Given that TC neurons have the clear capacity to generate Na⁺ channel-dependent spike ADPs and that a high immunoreactivity specifically for BK channels is present in the dorsal thalamus of the rodent brain (Sausbier et al., 2006), we recently tested whether application of Ibtx to TC neurons of the LGN maintained in vitro could induce FRB. In doing so, we found that Ibtx, applied at 100 nM, was able to consistently and reversibly induce FRB at 20–60 Hz in all TC neurons tested (Fig. 4A). Furthermore, as with layer II/III neocortical cells, this type of activity involved a clear spike ADP (Fig. 4B) and was preferentially blocked by TTX, being abolished well before a full block of action potentials was achieved (Fig. 5). Interestingly, we have found that manipulations which reduce the supply of intracellular Ca²⁺, either by decreasing [Ca²⁺]_o to 0 mM or chelating intracellular Ca²⁺ with EGTA or BAPTA (Fig. 4C), are also able to induce FRB-like behaviour in TC neurons, in a similar way to that predicted by simulation studies to occur for cortical pyramidal neurons (Traub et al., 2003). This finding is consistent with experiments showing that disrupting Ca²⁺-induced Ca²⁺-release in TC neurons can also bring about a similar behaviour to FRB (Budde et al., 2000) and hints at a complex management of firing in these cells which may be potentially influenced by various regulatory systems which couple to the cyclic ADP ribose pathway (Budde et al., 2000), via increases in intracellular cyclic GMP (Graeff et al., 1998), or to protein kinase A (PKA) (Traub et al., 2003), via stimulation of cyclic AMP.

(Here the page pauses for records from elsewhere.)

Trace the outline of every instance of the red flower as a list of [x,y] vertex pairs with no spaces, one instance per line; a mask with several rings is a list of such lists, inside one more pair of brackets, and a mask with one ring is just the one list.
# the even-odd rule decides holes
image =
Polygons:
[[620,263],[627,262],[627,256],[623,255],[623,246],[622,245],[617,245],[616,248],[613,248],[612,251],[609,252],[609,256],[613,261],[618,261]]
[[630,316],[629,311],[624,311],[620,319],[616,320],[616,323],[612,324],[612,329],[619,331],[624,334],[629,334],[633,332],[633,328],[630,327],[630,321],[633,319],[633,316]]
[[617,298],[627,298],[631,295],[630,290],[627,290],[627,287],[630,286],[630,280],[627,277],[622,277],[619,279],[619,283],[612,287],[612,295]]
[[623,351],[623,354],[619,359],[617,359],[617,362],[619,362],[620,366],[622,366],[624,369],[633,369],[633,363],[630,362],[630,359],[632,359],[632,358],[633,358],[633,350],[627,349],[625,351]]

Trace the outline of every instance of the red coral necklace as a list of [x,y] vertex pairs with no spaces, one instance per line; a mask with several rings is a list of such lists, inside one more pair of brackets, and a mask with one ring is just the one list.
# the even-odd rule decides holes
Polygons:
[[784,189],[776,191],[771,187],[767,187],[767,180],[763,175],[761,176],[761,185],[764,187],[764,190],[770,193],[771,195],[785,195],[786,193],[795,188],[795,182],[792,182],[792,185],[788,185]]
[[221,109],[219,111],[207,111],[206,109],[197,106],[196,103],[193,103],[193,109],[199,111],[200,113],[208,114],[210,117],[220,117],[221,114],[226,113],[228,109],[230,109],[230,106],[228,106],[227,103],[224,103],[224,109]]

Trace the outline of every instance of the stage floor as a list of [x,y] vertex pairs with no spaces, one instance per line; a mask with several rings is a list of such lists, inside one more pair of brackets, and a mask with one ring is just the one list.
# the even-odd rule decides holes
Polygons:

The finding that an inhibition of BK channels leads to rhythmic bursting at ~ 40 Hz in TC neurons in vitro is noteworthy because previous in vivo studies utilising single unit extracellular recordings have shown that, during both natural wakefulness and REM sleep, a subset of TC neurons in the cat CL nucleus exhibit rhythmic bursting at ~ 40 Hz with similar properties to those described here (Steriade and Glenn, 1982, Steriade et al., 1993). Indeed, intracellular recordings of these cells obtained during barbiturate anaesthesia revealed that this type of bursting is intrinsic and involves a clear spike ADP which bears a striking resemblance to that seen in our in vitro recordings (Steriade et al., 1993). The additional lack of prominent spike AHP and narrow action potential width in these CL TC neurons led the investigators to speculate that their unusual behaviour arose from a combination of reduced Ca²⁺-activated K⁺ current and increased Na⁺ conductance, a suggestion which, again, is fully in line with our in vitro data. Mirroring these findings from the CL thalamus, we have recently noted that some TC neurons in the cat LGN also exhibit brief periods of rhythmic bursting at 40–60 Hz during natural wakefulness (Fig. 6). Thus, we suggest that rhythmic bursting in the γ band may occur in cells from a variety of both specific and non-specific thalamic nuclei where it could play a role in driving behaviourally-relevant, synchronized γ oscillations as is the case for FRB in the neocortex (Cunningham et al., 2004).